By Josh Moon
Alabama Political Reporter
Maybe there is no rock bottom for the Alabama Republican Party.
Maybe it’s just that mushy mud that you find on the bottom of the Tennessee River, and the ALGOP just keeps burrowing deeper and deeper into the muck and filth.
Thursday brought on a new bout of digging, with a familiar face behind the shovel.
Roy Moore. The ever-constant posterboy for what is wrong in Alabama politics.
Too much Bible thumping. Too much holier-than-thou. Too much greed. Too much law breaking. Too much self-involvement.
For a man who has been twice removed as Alabama’s chief justice, and in a state that has watched its governor and House speaker be convicted and booted from office in this election cycle, it is hard to shock people.
Child sexual assault allegations will do it every time.
The Washington Post dropped a story Thursday in which a woman claimed that Moore sexually assaulted her when she was 14 and he was 32. Three other women quoted in that story said they too had been pursued by Moore when they were ages 16, 17 and 18 — all above the age of consent in Alabama, but well below the age of scandalous for a 30-something man.
For nearly 40-year-old allegations, the Post’s story was about as solid as it could be.
Within minutes, national Republican leadership was calling on Moore to step aside, if the allegations are true.
In Alabama, there was a decidedly different response — justification. Like a bunch of naive moms, Alabama’s brainwashed politicos came rushing to the defense of the guy with an R by his name.
It was a pathetic and infuriatingly stupid display of all-out ignorance. Led, of course, by State Auditor Jim Zeigler, who never misses an opportunity to insert himself into a controversy.
To justify Moore’s alleged sexual assault of a minor, and his pursuit of teenagers when he was in his 30s, Zeigler turned to the Bible, to the story of Jesus’ parents.
“Take Joseph and Mary,” Zeigler said to a reporter from the Washington Examiner. “Mary was a teenager and Joseph was an adult carpenter. They became the parents of Jesus.”
I assume this was from the King Trump Version of the Bible, in which “virgin” is just Mary’s nickname.
But it didn’t stop there.
Daniel Dale, a Washington correspondent for the Toronto Star, attempted to call several of Alabama’s GOP county chairmen. Of the eight he managed to get on the phone, not a single one denounced Moore’s alleged behavior.

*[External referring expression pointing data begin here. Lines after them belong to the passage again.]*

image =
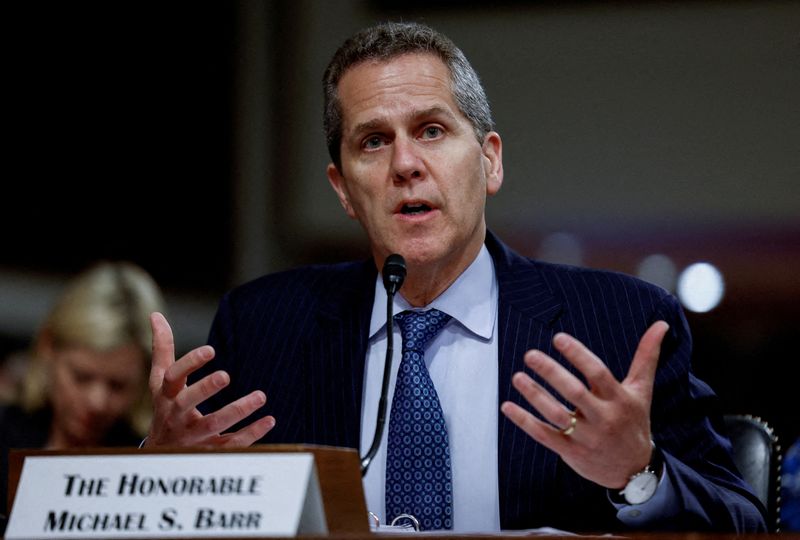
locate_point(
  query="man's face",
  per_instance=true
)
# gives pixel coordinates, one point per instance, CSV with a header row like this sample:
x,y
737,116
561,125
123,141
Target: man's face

Two of those county chairmen — Bibb County’s Jerry Pow and Covington County’s William Blocker — actually told Dale that they’d vote for Moore over Doug Jones even if they had hard evidence that Moore committed sexual assault.

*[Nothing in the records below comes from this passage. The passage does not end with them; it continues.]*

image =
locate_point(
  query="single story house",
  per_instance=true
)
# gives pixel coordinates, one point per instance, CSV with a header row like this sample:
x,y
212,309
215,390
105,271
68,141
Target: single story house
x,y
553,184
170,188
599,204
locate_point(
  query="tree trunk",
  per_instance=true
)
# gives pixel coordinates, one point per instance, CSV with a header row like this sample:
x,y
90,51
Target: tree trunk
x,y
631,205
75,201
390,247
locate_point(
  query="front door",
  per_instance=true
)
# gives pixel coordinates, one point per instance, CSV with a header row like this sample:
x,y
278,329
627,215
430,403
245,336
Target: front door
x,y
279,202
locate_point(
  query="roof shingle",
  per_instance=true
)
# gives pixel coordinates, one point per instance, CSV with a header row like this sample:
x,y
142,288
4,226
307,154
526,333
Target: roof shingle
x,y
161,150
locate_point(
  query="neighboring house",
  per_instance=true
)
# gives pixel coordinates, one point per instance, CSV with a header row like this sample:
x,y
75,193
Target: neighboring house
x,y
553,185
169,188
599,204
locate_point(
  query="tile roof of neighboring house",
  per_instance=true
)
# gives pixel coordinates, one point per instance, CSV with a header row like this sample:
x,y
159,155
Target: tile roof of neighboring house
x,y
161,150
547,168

Even. If. They. Had. Proof.
Mixed among the replies were various instances of these guys excusing away sexual assault of minors. Marion County’s David Hall actually said there was “nothing wrong” with a 30-year-old dating a 16-year-old.
What’s it going to take, Alabama voter?
What’s it going to take before you realize that your family values, my-sin-is-better-than-your-sin, conservative voting approach has produced a state government filled with lying, cheating, sexually assaulting, money-grubbing criminals who have embarrassed us countless times, and on top of everything, mismanaged the hell out of this place?
Take a look around you.
We’re terrible as a state. We’re near the bottom in public education, medical care, infrastructure, economy and upward mobility and at the top in infant mortality, poverty, obesity and political corruption.
Our budgets are consistently a mess — we’re going to have to magically find $100 million somewhere next year — and our state services are so underfunded that they’re all but worthless. We’re short on troopers, courthouse workers, road crews, maintenance personnel and teachers.
This is what the Roy Moore Republican Party has brought Alabama.
A government built on greed and hatefulness, on shunning anything different and thumbing our nose at any hint of progress.
These people have convinced you that this is all some sort of a grand game, where we win by our chosen party maintaining control, instead of winning by electing men and women who best represent the actual interests of the people.
And this is where it’s left you.
Right now, you have a choice between two men. One of those men is most famous for courageously prosecuting the domestic terrorists who bombed a church and killed four girls. The other is most famous for being kicked off the Supreme Court twice for refusing to follow the law and for allegedly sexually assaulting a 14-year-old.
You’re doing Cirque du Soleil-level contortions to justify voting for the latter.
Let us know if you ever find that muddy bottom.